Rasanya akan luar biasa jika sekelas Rizieq Shihab yang terbilang sebagai pesohor, bisa menjadi penyambung nilai kepahlawanan tersebut. Dari bagaimana menebar kecintaan kepada negara, mencintai sesama anak bangsa terlepas berbeda suku hingga agama, hingga menyebarkan benih-benih semangat untuk keluar dari ekslusivisme menjadi inklusif. Dari tertutup menjadi terbuka, agar kebaikan yang selama ini terkesan hanya diarahkan untuk "kalangan sendiri" dapat juga dinikmati oleh siapa saja.
Bahwa, apa yang diinginkan oleh mayoritas juga menjadi keinginan minoritas. Dari bagaimana satu kelompok beragama ingin memiliki rumah ibadah di mana-mana, juga dapat memberikan keleluasaan serupa kepada yang beragama yang berbeda. Jika ini bisa diperjuangkan, maka semangat pahlawan yang menginginkan kebaikan bagi siapa saja, takkan hanya terhenti di masa lalu atau sekadar terekam di buku-buku.
Apalagi jika itu bisa turut diperjuangkan oleh figur sekelas Rizieq Shihab, maka dapat saja ia menjadi pahlawan baru.

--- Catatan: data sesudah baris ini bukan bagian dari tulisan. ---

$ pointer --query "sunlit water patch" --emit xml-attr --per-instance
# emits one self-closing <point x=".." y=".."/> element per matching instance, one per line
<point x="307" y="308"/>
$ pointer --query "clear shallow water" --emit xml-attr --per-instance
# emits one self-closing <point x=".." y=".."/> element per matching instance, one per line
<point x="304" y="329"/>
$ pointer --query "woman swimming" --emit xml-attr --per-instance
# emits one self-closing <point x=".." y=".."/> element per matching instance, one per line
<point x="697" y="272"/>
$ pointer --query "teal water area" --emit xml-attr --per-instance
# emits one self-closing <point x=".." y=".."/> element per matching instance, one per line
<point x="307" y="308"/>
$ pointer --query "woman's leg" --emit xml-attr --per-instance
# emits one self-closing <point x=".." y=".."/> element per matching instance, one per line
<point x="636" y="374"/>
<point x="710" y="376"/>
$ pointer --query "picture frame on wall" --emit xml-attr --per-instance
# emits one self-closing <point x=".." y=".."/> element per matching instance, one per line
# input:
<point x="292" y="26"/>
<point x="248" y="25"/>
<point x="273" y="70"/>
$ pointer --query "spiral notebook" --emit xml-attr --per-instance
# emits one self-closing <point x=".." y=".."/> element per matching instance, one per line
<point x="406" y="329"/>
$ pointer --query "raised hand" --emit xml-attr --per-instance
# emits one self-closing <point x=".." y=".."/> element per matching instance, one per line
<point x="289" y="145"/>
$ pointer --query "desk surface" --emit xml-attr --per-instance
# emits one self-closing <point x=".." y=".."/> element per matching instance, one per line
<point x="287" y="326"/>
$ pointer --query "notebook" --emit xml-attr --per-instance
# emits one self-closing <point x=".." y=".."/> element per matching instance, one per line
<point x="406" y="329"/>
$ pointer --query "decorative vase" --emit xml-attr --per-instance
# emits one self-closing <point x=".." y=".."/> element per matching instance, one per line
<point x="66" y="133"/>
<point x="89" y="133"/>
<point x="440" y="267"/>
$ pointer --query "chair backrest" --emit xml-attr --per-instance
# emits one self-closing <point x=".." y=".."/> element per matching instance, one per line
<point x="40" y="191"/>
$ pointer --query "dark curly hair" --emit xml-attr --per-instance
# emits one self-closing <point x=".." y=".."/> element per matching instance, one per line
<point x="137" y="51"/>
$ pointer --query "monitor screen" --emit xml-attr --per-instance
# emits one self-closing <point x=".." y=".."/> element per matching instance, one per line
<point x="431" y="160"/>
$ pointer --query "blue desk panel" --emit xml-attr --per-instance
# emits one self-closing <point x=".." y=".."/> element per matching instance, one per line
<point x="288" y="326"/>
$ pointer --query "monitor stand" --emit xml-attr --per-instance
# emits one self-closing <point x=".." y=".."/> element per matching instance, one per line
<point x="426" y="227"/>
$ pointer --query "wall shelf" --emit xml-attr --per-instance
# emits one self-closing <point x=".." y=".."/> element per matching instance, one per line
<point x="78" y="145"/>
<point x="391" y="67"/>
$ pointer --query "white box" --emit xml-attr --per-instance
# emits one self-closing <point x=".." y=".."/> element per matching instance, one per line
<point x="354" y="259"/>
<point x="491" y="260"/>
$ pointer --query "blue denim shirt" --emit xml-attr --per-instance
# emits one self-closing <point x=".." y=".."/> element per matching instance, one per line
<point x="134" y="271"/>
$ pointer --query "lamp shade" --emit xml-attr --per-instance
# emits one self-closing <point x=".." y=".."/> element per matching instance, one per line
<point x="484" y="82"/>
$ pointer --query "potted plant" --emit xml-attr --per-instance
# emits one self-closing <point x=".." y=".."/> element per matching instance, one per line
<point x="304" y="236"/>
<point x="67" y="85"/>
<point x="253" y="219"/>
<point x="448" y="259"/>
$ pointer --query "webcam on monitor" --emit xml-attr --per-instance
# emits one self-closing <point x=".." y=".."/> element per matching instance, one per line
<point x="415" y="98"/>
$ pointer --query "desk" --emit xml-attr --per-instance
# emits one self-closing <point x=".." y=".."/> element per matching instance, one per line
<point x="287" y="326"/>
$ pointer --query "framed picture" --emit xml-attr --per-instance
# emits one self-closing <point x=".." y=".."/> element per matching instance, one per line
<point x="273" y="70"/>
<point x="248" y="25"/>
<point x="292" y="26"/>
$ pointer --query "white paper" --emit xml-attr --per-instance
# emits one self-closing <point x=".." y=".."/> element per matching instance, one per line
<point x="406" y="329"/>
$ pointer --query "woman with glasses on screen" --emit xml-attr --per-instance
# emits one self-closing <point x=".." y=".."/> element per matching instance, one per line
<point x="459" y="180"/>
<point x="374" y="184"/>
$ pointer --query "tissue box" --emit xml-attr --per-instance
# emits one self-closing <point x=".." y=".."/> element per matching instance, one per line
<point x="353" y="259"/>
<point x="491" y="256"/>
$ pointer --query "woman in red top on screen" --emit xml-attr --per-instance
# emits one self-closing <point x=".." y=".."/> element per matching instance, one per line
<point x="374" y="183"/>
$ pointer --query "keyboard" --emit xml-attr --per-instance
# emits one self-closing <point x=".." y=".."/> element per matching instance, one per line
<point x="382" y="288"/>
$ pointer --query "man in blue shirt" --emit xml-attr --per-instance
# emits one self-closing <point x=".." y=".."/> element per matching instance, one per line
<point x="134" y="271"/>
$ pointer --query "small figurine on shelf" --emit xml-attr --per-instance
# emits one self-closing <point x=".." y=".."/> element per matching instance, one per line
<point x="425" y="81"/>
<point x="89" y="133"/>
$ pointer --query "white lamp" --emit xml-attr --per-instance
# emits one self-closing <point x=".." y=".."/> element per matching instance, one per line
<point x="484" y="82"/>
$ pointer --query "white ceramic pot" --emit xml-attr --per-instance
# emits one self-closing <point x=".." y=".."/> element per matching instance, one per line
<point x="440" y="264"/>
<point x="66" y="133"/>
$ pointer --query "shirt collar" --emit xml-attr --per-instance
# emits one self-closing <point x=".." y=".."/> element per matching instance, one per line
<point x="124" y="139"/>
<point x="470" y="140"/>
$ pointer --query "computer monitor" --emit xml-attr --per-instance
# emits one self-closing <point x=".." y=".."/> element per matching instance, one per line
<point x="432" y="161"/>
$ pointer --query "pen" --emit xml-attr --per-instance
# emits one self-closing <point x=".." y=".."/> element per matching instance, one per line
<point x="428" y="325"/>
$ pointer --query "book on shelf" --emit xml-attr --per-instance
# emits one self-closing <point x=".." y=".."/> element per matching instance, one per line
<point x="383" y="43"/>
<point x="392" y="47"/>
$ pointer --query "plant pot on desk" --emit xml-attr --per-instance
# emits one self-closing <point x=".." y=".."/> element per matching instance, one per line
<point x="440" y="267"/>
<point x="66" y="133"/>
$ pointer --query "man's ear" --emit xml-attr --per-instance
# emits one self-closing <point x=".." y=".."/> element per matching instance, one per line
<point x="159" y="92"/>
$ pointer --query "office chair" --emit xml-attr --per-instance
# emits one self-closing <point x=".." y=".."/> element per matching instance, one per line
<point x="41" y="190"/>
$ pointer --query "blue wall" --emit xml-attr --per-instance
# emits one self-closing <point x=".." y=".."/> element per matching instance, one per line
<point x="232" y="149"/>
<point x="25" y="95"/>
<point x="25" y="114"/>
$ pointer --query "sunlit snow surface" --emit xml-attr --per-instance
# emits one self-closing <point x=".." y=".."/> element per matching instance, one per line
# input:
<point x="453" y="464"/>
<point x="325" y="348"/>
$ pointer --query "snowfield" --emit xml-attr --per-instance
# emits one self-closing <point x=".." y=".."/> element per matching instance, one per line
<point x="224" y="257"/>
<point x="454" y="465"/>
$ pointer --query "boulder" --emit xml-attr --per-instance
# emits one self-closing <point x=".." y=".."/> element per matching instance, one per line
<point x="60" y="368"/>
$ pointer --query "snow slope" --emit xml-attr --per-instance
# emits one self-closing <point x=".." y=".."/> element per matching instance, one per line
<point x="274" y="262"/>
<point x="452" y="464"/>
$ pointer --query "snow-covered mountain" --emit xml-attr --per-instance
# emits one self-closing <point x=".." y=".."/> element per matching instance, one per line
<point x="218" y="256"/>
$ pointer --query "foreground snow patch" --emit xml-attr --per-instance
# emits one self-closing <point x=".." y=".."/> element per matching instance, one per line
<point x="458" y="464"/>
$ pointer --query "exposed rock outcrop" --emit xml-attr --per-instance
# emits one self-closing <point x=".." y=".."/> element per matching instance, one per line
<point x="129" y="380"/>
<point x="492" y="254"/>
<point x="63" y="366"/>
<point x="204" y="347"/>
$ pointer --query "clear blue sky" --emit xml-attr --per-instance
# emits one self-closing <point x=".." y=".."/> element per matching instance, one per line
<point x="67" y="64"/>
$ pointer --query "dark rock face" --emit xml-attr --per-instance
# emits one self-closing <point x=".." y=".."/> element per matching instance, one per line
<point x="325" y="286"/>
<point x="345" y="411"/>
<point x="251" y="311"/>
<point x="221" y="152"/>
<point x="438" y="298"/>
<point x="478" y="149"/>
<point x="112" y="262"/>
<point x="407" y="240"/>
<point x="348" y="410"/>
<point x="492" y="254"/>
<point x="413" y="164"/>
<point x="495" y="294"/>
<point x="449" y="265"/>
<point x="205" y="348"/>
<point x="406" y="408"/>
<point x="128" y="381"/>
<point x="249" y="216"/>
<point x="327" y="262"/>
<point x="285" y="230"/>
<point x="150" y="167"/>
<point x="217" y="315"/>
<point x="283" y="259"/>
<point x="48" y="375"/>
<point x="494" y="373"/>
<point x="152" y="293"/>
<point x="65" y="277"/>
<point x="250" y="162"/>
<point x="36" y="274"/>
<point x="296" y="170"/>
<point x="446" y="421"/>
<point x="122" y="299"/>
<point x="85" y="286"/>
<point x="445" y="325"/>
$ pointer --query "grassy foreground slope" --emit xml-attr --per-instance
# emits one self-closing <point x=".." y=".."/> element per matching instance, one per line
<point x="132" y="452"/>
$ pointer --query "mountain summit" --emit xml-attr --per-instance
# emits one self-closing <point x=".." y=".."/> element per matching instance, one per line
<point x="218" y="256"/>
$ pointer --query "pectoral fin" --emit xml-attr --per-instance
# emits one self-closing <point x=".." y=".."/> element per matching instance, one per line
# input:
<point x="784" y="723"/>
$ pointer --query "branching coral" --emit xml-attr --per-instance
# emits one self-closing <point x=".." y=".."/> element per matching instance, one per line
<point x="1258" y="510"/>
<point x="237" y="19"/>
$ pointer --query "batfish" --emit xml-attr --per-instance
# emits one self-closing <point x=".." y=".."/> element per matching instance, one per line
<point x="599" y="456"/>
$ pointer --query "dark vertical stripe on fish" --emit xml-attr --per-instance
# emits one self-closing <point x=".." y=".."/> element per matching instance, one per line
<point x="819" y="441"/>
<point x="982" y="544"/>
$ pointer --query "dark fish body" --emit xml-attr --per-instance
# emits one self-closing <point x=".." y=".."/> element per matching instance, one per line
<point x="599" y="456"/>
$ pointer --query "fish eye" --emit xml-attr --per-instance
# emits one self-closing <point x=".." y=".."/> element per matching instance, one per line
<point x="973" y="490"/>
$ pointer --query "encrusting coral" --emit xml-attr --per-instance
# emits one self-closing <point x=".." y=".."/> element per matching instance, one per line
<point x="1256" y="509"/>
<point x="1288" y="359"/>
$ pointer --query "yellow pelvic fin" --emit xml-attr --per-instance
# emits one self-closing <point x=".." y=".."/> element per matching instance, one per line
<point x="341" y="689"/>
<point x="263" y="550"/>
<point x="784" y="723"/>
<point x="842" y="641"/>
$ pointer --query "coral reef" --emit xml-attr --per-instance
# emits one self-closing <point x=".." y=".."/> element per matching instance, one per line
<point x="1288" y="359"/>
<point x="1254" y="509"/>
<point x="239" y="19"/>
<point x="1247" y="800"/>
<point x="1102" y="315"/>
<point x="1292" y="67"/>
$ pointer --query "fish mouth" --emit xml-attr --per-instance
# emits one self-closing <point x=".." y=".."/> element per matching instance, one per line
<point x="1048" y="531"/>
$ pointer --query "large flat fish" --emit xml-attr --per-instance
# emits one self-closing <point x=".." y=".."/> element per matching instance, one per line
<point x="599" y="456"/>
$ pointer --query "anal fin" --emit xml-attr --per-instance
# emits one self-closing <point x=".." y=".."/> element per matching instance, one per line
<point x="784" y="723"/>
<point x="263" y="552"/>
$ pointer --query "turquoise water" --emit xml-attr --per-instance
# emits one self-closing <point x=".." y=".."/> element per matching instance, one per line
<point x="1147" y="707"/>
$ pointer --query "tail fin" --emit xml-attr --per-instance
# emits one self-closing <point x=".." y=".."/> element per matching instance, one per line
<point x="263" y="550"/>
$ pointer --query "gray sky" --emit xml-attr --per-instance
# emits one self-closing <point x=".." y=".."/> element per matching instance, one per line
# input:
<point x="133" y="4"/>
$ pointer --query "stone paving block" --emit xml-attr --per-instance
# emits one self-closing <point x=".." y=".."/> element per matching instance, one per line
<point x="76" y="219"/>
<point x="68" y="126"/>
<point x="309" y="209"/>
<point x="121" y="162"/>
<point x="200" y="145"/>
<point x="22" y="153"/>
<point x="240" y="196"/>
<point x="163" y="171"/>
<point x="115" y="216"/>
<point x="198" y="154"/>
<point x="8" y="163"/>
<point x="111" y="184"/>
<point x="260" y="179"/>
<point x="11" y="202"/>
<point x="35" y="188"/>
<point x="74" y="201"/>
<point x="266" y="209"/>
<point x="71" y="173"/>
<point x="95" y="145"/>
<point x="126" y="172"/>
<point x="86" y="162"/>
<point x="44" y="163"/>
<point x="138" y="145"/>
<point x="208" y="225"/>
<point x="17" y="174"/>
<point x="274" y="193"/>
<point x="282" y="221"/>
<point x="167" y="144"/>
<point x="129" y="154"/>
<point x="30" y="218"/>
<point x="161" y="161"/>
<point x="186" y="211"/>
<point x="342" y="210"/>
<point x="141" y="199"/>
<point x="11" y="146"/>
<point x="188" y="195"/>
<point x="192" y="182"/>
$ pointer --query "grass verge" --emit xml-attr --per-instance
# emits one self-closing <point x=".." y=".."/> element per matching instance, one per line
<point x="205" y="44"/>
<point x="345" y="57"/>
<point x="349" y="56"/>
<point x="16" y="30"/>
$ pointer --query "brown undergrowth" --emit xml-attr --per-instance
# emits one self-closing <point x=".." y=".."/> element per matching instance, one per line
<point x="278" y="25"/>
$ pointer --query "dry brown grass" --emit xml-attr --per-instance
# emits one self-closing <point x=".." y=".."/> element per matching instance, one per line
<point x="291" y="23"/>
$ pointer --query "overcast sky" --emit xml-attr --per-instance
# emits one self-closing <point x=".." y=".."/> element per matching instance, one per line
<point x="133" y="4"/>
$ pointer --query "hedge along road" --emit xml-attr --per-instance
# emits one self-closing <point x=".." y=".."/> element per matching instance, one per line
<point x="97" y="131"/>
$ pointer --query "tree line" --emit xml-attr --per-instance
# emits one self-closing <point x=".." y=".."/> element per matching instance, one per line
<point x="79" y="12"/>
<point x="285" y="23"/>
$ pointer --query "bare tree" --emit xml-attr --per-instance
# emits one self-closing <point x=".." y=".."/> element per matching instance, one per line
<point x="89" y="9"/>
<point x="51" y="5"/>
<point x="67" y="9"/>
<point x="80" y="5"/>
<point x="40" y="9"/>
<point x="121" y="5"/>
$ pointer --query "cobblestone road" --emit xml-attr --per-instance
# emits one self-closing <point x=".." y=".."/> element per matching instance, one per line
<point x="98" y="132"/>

Sebab telah menunjukkan sebuah usaha keras untuk manusia yang hidup di Tanah Air-nya, anak-anak bangsanya, tanpa membeda-bedakan apa latar belakang suku hingga agamanya.
Persoalannya, jika perbedaan keyakinan politik saja rela menggadaikan apa saja, tak peduli jika sesama anak bangsa semakin saling memusuhi.Â
Ini dapat saja dikatakan sebagai suatu hal yang sangat mengecewakan, terutama mengecewakan para pahlawan yang menghabiskan seumur hidup mereka untuk negeri ini; mencurahkan pikiran hingga bertaruh nyawa agar tanah bernama Indonesia bisa menjadi tempat yang aman bagi siapa saja, nyaman bagi siapa saja, dan tak ada yang membawa lagi semangat kolonial di mana yang merasa kuat tak merasa berdosa menindas yang lemah. Tidak ada lagi yang mengeksklusifkan diri sebagai kalangan mayoritas yang merasa berhak atas segalanya hingga hak anak bangsa lain yang terlahir sebagai minoritas hanya ditentukan oleh kelompok yang merasa paling besar.
Sebab, untuk membuat negeri sebesar Indonesia dapat mewujudkan mimpi para pahlawan bukanlah dengan perasaan paling besar atau bahkan berbesar kepala, tapi negeri ini membutuhkan pikiran besar dan berjiwa besar. Mencintai negaranya dengan kecintaan yang besar, hingga bisa melahirkan semangat besar untuk melakukan hal-hal besar agar negeri ini benar-benar menjadi negara besar.
Ah, maaf, jika isi tulisan ringan saya ini jadi berbau pidato. Harapan saya sebagai "tukang tulis" ini tidaklah terlalu besar, kecuali hanya berharap agar tokoh-tokoh yang sering disebut tokoh besar di negeri ini benar-benar dapat menampilkan pikiran besar, ide-ide besar, bukan menyulut kerusuhan besar atau hanya menebar kebencian yang besar. Sebab negeri ini tak lagi punya musuh, kecuali yang dimusuhi para pahlawan, yakni mereka yang membesarkan nama sendiri hanya untuk membawa kerusakan besar atas negeri yang diperjuangkan para pahlawan.